Перейти к материалам
истории

#ещенепознер: Олег Басилашвили — о фильме «Трудно быть богом», Людмиле Гурченко, войне и чувстве страха

Источник: Meduza

Актер Олег Басилашвили дал интервью ютьюб-шоу #ещенепознер, которое ведет основатель «Открытой библиотеки» Николай Солодников. 84-летний артист рассказал о работе с Никитой Михалковым и Людмилой Гурченко, проанализировал фильмы Алексея Германа-старшего и поделился воспоминаниями о Великой Отечественной войне. «Медуза» приводит несколько цитат из интервью.

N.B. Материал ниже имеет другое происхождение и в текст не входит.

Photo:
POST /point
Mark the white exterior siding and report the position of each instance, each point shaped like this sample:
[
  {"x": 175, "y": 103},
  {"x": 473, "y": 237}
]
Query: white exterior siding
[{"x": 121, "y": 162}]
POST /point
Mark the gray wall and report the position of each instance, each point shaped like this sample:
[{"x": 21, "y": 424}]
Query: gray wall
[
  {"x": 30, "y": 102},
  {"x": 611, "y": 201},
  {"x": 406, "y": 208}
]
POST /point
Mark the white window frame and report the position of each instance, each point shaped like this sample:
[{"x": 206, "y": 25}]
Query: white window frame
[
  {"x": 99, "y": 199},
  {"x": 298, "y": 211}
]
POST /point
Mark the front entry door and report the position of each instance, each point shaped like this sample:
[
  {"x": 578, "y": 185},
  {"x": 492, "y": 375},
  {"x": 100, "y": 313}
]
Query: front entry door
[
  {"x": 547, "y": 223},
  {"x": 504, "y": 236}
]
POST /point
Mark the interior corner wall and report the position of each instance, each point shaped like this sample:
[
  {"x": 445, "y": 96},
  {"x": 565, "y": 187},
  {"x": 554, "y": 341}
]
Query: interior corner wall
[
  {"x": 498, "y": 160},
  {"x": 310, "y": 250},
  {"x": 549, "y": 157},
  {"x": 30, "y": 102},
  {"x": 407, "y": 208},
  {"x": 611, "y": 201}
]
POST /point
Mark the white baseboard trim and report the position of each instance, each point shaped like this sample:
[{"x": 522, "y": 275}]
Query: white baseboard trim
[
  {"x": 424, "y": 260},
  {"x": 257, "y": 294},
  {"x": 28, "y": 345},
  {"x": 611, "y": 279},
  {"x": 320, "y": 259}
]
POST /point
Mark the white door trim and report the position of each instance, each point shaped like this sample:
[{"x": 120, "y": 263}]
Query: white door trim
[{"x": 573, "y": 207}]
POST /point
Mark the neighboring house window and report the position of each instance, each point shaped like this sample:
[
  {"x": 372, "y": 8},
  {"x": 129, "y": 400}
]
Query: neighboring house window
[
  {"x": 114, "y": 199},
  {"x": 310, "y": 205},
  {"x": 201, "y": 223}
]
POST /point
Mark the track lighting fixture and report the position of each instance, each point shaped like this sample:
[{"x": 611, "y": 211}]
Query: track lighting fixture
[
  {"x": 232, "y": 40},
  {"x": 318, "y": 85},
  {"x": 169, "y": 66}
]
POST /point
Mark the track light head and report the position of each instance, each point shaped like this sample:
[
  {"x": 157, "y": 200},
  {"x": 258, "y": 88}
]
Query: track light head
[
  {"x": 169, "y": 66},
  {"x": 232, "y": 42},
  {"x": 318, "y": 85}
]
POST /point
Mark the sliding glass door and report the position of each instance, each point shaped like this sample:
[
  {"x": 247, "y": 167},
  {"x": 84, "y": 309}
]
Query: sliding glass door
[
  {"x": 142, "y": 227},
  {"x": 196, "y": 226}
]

Басилашвили: война, кино и свобода #ещенепознер
ещёнепознер

О фильме «Трудно быть богом»

Я вначале ее не принял вообще, эту картину. Потом я стал размышлять над ней, она все-таки заставила меня думать… Я понял, что в данном случае я не являюсь зрителем в этой картине — я являюсь одним из тех, кто присутствует в этой каше. И с этой позиции мне и надо рассматривать все, что там происходит.

А потом я понял, что этот фильм опередил свое время. В нем очень много такого, что будет восприниматься легко зрителем даже не сегодня, а завтра. Леша [Герман] ведь гениальный человек, и в этой картине предвосхитил все то, что будет с нами через какое-то время. <…> Эта грязь, тупоумие. Умные люди делают вид, что они глупые, потому что [надо] не высовываться. <…> И ты, зритель, не глядишь на это стадо, а ты в этом принимаешь участие. Вот такой сложный ход он сделал.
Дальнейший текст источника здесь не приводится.